Facebook’s Beheading Videos

The Independent: 24th October 2013

It is now the most infamous of images. A kneeling woman has her throat slashed horizontally by a man in a mask – her mouth rent in agony, her eyes rolling back into her head. Unsurprisingly, the realisation that Facebook had relaxed its informal policy against uploading films showing beheadings was met with the usual confused furore that normally accompanies any change to the company’s rules and regulations.

Yet while online privacy and censorship are concerns that exert a consistent if light pressure on the minds of many web users, the possibility of seeing something so gruesome that it will stay with you for the rest of your life, etching, as Dr Arthur Cassidy described, a “permanent trace” in your mind, should be a particularly acute concern for members of the site. In 2009, Caitlin Moran, a columnist for the Times, wrote of accidentally viewing a film that creeps the net under the title ‘3 guys 1 hammer’. One of the ‘guys’ in question is shown being methodically eviscerated by the two others: a pair Ukrainian teenagers who later became infamous under the moniker of the Dnepropetrovsk Maniacs.

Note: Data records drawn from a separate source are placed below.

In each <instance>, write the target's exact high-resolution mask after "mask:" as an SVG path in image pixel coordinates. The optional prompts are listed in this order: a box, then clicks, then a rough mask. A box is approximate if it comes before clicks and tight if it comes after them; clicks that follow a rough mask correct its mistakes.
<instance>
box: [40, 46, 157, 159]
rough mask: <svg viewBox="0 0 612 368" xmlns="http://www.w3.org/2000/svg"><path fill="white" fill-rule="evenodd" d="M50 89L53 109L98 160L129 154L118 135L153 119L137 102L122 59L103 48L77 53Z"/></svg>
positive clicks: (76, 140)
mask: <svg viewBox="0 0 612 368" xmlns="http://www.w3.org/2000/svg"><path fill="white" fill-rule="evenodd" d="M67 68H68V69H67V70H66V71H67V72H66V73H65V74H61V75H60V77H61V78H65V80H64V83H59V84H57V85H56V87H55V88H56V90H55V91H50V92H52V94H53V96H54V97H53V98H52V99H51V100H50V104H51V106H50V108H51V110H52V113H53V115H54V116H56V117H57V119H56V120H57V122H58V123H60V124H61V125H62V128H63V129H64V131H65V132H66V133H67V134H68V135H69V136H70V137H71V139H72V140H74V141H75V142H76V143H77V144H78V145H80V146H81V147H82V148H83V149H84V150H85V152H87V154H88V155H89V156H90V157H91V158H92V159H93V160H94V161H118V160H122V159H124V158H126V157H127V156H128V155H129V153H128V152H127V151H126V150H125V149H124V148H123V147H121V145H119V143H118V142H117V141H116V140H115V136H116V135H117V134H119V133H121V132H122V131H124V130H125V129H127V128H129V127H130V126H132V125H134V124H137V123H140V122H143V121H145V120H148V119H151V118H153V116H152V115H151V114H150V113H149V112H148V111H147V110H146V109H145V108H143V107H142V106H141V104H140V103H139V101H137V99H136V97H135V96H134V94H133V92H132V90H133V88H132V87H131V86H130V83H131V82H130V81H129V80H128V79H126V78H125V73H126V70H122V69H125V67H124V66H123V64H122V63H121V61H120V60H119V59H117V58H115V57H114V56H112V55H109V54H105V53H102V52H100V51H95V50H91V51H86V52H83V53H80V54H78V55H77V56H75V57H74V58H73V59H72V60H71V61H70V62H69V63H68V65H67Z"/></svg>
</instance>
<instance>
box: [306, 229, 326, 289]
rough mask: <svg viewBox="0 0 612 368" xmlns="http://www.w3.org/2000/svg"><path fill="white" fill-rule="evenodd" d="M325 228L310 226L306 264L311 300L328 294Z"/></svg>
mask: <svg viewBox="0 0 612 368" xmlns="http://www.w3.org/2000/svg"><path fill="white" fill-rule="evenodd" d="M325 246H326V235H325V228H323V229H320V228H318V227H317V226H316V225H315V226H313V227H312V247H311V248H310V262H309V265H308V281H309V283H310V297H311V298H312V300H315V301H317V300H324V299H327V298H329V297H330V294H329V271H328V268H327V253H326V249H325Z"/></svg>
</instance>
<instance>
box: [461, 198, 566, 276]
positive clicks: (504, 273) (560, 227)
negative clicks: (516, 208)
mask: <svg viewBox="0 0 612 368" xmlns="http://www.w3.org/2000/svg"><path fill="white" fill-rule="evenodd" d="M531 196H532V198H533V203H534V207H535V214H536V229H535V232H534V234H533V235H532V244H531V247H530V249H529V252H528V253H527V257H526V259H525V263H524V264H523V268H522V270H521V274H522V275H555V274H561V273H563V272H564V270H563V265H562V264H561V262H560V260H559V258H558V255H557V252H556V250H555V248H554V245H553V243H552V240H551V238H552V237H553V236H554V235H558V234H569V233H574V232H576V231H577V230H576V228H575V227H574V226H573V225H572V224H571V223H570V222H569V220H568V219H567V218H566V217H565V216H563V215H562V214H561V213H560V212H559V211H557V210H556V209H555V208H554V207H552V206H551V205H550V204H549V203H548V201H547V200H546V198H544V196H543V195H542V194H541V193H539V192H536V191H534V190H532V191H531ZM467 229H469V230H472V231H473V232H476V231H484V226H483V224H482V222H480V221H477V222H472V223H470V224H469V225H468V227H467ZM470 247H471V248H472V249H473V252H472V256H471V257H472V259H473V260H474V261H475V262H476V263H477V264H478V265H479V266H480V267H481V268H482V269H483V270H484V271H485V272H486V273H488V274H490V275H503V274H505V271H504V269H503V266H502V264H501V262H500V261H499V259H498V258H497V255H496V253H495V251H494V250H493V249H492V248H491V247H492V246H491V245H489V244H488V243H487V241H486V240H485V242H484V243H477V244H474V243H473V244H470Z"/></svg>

The full experience of watching this film can, presumably, never be summed up in one sentence, but the title of her piece, which I recommend reading if you should ever become curious about the film, should be enough to give you an idea of the effects of chancing upon such a video: “It took 1 min 47 seconds for my memory to become host to a horror that will never go”. Elsewhere on the web, chat boards are choked with comments chalked up by people listing the video as the one thing they wish they could ‘unsee’.

It’s strange, then, that Facebook’s main concern when it comes to videos that depict graphic violence is simply that they do not ‘celebrate’ the content they show. Following complaints from a huge number of public bodies and individuals, including David Cameron, the site has clarified their policy to state that they will ‘take a more holistic approach surrounding a violent image or video, and will remove content that celebrates violence’.

The site has also said that it will ‘consider whether the person posting the content is sharing it responsibly’, and ensure that it is accompanied by suitable warnings. While I support this ‘suck it and see’ approach as a way to ensure that user-generated content is not censored, I’m left wondering whether Facebook will be able to ever police its enormous population in this way – and whether the context of the original posting is the right thing to take into account in this situation.

In the case of the video that kicked off the current news-tangle, I’m left not with a a burning concern for context  – but rather an overwhelming wish to ‘unsee’.